The ectopic expression of FvTrihelix6 improved resistance to C. higginsianum infection. Previously, the Trihelix family member rml1 has been shown to be up-regulated in response to Magnaporthe grisea infection [26]. In maize, ZmGT-3b improved disease resistance to Fusarium graminearum [24]. We also found that ectopic expression of FvTrihelix6 increased disease resistance in transgenic A. thaliana lines (Figure 6A,B). SA- and JA-mediated signaling pathways play an important role in plant disease resistance. SA-mediated signaling pathways respond in the defense against hemibiotrophic fungal pathogens, which is associated with resistance to C. higginsianum in A. thaliana [43]. JA-mediated signaling pathways respond in the defense against necrotrophic fungal pathogens. Plant resistance to pathogenic bacteria is usually achieved via a complex defense network that is mediated through salicylic acid (SA) and jasmonic acid (JA) [6,44]. In Arabidopsis, ICS is the key enzyme for SA synthesis. Infection by pathogens may result in increased levels of AtICS1 transcripts in plants [45,46]. The PR1 gene has been recognized as a marker gene for the SA signal pathway. AtPDF1.2 is commonly used to detect a JA response [47,48]. To support our results, expression profiling of genes having presumed roles in the JA and SA signaling pathways was performed.

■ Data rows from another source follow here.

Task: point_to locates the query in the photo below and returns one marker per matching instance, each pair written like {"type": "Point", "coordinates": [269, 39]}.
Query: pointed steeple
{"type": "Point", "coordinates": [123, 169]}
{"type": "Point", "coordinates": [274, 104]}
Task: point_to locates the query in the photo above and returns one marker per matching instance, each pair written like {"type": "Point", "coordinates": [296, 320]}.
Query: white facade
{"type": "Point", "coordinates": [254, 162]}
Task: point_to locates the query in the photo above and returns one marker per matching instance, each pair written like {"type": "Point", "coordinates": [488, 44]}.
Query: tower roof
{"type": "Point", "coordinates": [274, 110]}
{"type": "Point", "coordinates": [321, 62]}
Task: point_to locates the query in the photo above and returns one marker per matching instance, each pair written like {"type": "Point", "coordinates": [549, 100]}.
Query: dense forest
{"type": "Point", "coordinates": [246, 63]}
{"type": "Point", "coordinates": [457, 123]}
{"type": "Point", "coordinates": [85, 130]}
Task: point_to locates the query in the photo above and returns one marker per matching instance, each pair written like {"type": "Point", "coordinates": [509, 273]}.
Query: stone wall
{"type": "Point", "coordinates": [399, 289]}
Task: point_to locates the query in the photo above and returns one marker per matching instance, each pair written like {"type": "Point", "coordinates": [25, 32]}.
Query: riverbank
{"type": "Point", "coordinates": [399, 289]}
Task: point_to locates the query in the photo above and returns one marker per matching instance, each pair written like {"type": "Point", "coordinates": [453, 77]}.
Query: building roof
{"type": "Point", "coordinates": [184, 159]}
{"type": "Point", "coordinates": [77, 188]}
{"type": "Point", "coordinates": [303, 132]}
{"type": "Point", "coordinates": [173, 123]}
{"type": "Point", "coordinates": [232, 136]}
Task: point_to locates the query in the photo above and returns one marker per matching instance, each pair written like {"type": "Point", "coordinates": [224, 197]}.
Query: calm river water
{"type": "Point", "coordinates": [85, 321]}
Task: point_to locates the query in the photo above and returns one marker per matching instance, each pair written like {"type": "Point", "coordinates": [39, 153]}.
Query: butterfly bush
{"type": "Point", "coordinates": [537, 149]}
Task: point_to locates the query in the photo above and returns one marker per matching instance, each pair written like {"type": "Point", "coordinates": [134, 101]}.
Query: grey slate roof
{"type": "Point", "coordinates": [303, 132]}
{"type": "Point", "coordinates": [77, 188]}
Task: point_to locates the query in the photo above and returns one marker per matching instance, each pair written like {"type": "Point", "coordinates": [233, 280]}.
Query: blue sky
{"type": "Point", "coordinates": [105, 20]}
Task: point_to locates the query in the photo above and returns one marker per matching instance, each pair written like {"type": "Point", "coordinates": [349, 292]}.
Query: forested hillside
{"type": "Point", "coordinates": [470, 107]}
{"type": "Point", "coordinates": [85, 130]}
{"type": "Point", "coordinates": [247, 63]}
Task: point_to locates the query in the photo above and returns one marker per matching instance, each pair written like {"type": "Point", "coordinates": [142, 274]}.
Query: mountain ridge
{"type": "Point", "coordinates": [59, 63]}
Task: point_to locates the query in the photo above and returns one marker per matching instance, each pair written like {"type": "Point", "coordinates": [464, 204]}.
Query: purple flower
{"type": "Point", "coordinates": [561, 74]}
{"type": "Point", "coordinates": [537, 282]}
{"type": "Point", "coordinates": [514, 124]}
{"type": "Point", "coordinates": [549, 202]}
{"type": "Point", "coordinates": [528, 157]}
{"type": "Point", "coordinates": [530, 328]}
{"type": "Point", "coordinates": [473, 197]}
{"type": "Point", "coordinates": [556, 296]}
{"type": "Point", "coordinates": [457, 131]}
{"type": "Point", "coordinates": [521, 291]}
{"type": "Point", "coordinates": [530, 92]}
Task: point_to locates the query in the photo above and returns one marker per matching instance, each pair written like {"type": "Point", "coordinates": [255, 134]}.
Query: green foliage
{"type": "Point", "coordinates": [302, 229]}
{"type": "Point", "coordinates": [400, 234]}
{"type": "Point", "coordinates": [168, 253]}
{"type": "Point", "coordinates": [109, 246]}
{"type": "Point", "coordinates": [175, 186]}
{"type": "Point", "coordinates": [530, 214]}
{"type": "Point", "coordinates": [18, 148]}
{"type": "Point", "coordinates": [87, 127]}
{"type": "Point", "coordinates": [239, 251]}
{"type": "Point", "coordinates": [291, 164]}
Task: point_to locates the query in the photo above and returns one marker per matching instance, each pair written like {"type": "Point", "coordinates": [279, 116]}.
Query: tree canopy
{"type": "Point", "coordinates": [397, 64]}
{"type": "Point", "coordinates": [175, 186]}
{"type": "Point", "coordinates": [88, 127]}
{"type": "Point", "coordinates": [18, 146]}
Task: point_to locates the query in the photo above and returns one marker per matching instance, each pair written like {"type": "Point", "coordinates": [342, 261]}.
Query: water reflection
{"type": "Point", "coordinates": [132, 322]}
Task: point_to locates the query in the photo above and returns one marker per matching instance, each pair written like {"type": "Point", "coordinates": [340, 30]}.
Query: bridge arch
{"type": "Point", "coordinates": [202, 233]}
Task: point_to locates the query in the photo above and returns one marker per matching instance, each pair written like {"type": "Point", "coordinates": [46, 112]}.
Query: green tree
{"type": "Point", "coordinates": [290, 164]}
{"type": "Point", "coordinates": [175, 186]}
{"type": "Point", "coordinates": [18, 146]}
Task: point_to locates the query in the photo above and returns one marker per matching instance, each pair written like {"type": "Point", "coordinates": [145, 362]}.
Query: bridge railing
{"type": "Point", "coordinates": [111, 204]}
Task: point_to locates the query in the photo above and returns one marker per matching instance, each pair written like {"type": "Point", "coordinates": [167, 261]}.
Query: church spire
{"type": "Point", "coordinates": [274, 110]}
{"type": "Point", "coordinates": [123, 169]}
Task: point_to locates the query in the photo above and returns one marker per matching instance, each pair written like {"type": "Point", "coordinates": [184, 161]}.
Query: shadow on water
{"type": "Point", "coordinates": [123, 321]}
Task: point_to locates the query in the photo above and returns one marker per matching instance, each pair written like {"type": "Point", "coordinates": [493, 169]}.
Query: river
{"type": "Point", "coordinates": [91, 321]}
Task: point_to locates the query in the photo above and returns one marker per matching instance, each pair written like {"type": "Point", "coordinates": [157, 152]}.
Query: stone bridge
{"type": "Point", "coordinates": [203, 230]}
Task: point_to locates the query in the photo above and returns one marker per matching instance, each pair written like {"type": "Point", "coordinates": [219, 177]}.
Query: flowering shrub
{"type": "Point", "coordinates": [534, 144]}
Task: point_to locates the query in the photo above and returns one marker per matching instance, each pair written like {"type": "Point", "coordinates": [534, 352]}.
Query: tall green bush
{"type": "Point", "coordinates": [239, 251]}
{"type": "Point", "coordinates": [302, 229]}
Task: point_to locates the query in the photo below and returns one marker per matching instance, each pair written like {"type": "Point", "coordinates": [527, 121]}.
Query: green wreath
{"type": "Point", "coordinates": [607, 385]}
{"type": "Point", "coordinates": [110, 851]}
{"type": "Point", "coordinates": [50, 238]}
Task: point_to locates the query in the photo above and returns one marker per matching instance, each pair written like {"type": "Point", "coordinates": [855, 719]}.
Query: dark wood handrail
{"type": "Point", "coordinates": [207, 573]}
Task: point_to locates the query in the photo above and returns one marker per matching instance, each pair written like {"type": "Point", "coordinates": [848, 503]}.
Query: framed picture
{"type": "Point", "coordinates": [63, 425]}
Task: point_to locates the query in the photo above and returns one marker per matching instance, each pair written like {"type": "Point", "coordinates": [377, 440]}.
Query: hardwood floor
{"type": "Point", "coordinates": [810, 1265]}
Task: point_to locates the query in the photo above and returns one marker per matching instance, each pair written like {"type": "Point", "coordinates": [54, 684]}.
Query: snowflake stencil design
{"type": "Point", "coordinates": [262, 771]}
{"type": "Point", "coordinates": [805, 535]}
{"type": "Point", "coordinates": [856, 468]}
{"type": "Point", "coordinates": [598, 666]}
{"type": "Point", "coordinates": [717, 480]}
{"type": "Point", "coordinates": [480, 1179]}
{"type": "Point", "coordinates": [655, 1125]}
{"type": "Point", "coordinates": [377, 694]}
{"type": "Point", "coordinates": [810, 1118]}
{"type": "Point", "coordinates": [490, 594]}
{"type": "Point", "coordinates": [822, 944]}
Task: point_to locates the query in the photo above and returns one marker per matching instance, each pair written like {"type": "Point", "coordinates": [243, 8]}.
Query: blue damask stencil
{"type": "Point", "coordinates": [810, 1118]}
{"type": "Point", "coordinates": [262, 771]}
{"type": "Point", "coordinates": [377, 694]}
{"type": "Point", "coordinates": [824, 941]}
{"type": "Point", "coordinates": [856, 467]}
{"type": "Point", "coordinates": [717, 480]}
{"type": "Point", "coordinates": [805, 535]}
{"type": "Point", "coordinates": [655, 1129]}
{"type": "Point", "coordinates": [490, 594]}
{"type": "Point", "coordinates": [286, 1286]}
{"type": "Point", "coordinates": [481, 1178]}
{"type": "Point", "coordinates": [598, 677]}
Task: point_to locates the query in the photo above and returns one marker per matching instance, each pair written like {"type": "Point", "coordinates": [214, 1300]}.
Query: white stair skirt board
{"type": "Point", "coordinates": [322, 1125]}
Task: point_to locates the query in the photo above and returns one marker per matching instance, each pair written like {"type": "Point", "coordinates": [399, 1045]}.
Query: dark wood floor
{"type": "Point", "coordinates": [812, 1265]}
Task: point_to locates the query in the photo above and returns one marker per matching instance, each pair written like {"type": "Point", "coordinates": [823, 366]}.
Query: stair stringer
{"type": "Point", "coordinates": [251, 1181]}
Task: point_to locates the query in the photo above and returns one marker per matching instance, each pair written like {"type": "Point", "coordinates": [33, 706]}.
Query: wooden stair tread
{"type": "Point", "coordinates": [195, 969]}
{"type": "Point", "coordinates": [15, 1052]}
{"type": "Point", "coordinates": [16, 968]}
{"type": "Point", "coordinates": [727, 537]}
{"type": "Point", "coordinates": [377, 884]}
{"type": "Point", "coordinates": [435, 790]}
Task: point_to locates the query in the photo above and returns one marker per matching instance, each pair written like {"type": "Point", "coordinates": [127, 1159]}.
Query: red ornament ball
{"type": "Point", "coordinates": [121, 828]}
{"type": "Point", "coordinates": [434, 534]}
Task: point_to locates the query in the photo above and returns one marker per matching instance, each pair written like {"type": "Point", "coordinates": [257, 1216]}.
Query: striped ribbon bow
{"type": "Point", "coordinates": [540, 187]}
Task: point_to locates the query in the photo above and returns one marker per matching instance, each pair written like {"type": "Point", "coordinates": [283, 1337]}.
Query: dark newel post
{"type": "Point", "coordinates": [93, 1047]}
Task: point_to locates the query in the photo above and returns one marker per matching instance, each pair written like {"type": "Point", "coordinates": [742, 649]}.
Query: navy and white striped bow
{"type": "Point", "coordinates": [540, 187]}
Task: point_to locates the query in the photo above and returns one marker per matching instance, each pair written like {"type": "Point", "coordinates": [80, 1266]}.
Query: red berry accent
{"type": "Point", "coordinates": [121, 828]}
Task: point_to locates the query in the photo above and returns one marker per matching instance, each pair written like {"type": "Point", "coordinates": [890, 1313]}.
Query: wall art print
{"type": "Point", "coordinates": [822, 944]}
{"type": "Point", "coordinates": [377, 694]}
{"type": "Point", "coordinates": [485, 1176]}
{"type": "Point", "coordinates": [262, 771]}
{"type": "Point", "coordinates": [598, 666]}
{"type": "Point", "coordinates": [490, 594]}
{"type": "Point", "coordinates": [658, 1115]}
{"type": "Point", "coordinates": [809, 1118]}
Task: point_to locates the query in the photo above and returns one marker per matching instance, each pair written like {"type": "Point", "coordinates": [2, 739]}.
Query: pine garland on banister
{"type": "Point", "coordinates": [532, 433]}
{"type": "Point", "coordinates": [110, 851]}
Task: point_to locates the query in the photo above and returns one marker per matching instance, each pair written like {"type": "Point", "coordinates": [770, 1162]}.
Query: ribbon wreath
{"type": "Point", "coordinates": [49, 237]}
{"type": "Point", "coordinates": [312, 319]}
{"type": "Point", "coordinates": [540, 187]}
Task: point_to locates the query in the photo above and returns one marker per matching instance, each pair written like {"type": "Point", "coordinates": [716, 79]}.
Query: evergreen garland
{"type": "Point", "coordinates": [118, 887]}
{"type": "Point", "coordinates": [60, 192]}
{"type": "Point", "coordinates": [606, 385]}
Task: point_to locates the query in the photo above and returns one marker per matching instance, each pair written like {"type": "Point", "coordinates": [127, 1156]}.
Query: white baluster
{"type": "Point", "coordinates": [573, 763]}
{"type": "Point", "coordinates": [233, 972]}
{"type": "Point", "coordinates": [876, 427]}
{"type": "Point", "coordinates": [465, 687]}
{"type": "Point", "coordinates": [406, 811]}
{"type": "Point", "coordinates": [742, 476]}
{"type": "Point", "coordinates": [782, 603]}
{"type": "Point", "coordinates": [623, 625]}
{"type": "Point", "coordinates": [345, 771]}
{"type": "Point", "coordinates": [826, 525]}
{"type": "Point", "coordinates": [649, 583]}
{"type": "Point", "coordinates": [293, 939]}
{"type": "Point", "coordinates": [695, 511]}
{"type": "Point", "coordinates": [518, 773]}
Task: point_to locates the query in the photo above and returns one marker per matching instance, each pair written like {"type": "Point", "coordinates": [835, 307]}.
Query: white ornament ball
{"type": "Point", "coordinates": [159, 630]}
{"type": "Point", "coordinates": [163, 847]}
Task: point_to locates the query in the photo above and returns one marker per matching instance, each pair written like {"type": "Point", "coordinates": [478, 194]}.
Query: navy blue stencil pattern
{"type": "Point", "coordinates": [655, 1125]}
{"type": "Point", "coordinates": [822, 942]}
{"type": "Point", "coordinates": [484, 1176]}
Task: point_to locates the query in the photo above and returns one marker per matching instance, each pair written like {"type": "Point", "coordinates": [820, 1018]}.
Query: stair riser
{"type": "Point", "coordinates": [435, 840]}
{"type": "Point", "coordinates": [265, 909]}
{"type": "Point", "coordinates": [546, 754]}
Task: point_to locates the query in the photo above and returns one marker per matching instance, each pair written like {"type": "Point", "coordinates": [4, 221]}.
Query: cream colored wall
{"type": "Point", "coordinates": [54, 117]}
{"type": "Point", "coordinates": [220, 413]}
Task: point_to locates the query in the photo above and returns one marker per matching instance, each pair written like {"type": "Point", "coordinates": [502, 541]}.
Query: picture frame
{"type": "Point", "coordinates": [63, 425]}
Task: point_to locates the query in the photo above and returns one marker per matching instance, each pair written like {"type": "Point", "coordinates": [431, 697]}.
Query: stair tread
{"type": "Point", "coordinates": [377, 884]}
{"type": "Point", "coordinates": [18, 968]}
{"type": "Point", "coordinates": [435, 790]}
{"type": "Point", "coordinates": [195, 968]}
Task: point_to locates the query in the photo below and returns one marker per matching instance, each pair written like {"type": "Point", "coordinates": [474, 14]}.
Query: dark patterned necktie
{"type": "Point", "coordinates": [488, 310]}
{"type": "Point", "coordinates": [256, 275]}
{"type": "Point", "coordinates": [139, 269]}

The expression of AtPR1 was up-regulated at 6 hpi and 48 hpi (Figure 6C). The expression of AtICS1 gene in the three transgenic lines was higher than that of WT A. thaliana at almost every time point (Figure 6D). AtPDF1.2 reached its peak at 48 hpi (Figure 6E). AtLOX3 showed higher expression patterns in three transgenic lines than WT (Figure 6F). These findings may indicate that the SA signaling pathway-related gene AtPR1 is activated and up-regulated first, followed by the JA signaling pathway-related gene AtPDF1.2. This pattern is consistent with the hemibiotrophic mode of infection found in previous studies [49]. These findings imply that ectopic expression of FvTrihelix6 in A. thaliana increased resistance against C. higginsianum infection via activating the SA and JA signaling pathways. This study provides information about the potential role of the FvTrihelix6 gene in the disease-resistance mechanism. It also provides a basis for the functional characterization of strawberry TTF genes.

5. Conclusions

The 30 Trihelix genes in F. vesca were divided into 5 subfamilies. Most Trihelix genes exhibited differential expression in different organs of strawberries and were up-regulated after infection with C. gloeosporioides. Ten genes werere induced after hormone (SA and JA) treatments. The ectopic expression of FvTrihelix6 in A. thaliana increased resistance against C. higginsianum infection. Further, pFvTrihelix6-GUS activity increased following C. gloeosporioides and SA treatments. The FvTrihelix6 protein was localized in the nucleus, and a pFvTrihelix6-GUS reporter indicated that the promoter of FvTrihelix6 could drive transcription of downstream genes. This study provides strawberries’ candidate genes for disease-resistance breeding and a basis for studying the disease resistance of the Trihelix transcription factor family.